European stock markets fall amid China concerns
At home, all eyes were Michael Noonan's Budget yesterday, but it was a choppy day for European stock markets as Chinese trade data pointed to continued weakness in the country's economy.
China's exports fell less than expected in September but a sharper fall in imports left economists divided over whether the country's ailing trade sector is showing signs of turning around. The data was not enough to suggest a greater risk of a hard landing, but it did feed expectations that Beijing will cut interest rates again soon and announce other measures to avert a sharper economic slowdown.
The big corporate news of the day was that SABMiller accepted a takeover proposal from Anheuser-Busch, which set out a cash-and-share package currently worth about £69bn (€92bn).
In Ireland, the ISEQ Overall Index bucked the downward trend of other European bourses, closing 0.3pc, or 18.10 points higher, at 6,151.14. Bank of Ireland fell 1.4pc to 34 cent as Michael Noonan said the bank levy will be extended to 2021.
But other shares ticked up, with Ryanair adding 1.7pc to €12.82 and Kingspan rising 1.8pc to €20.66.
Hotel group Dalata added 2.3pc to €4.40 after it confirmed it's buying the Clarion Hotel in Cork for €35m.
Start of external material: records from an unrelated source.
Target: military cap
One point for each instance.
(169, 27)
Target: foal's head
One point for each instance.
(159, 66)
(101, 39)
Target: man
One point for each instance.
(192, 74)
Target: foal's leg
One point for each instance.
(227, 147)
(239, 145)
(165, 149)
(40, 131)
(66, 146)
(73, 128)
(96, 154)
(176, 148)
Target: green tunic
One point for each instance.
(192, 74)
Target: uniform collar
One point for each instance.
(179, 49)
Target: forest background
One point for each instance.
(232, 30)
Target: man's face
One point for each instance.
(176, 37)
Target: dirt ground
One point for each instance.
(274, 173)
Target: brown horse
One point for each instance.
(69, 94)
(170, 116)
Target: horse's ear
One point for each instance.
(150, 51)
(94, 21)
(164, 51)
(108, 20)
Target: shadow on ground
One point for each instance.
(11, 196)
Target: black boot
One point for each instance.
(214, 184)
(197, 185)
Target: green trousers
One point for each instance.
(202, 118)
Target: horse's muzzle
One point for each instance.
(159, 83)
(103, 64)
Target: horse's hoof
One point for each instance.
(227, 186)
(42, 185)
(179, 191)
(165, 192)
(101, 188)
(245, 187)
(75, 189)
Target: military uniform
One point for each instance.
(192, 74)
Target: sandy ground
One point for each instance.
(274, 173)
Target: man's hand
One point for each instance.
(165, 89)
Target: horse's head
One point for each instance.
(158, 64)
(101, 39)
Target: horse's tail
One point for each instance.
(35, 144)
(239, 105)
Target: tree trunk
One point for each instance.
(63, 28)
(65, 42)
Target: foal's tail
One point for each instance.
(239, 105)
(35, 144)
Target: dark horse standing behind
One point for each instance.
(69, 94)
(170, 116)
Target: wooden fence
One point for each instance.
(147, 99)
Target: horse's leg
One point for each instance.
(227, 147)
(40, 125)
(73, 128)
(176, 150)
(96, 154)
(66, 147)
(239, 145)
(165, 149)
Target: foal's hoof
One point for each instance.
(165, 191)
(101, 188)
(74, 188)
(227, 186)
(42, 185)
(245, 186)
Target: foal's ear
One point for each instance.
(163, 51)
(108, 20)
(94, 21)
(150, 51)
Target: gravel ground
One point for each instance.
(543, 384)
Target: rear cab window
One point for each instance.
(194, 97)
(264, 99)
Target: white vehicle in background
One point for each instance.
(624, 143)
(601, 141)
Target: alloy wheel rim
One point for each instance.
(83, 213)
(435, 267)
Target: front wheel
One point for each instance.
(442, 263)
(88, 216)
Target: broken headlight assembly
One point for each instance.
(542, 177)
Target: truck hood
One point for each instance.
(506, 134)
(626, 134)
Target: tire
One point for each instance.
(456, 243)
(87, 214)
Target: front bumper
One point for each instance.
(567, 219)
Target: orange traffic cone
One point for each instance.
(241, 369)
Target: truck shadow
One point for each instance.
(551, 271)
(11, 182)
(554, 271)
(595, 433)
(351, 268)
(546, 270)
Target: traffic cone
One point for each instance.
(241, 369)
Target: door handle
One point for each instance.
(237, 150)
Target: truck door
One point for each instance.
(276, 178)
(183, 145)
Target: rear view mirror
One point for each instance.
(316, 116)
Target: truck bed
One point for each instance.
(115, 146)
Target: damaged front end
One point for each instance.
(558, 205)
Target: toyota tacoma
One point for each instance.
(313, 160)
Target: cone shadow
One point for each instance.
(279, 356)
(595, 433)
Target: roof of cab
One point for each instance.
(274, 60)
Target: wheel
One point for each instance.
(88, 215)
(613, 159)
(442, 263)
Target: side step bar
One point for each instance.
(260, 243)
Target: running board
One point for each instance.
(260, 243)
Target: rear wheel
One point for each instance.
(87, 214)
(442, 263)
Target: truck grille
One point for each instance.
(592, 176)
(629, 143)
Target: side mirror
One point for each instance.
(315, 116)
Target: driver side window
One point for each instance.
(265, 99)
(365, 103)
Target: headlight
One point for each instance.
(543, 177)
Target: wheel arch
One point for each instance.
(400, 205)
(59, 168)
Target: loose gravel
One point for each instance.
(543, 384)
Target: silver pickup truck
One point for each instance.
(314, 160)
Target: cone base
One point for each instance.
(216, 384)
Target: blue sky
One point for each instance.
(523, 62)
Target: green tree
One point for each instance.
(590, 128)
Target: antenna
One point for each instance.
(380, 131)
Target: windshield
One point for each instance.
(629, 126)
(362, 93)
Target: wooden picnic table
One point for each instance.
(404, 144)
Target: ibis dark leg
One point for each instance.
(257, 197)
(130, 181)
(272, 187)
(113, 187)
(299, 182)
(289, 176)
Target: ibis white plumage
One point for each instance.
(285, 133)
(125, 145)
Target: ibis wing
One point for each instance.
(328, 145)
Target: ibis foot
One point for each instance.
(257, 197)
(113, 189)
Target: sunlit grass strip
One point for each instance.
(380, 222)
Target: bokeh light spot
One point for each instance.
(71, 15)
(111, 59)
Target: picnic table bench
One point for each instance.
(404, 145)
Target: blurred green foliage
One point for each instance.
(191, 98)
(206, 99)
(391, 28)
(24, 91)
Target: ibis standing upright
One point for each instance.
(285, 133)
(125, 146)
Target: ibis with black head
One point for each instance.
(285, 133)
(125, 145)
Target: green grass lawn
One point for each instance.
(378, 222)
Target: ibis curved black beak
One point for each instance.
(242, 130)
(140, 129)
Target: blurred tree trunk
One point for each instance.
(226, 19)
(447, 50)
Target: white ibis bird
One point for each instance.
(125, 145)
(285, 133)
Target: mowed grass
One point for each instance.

Shares in packaging giant Smurfit Kappa declined 1.6p to €23.70.
Also of Irish interest, Dublin-based aircraft leasing firm AerCap said that it delivered $350m worth of aircraft to customers during the third quarter.
The UK's FTSE-100 fell 0.45pc. Germany's DAX was down 0.86pc and France's CAC-40 was almost 1pc lower.
Weaker-than-expected UK inflation and German investor sentiment reports also pushed bond yields lower.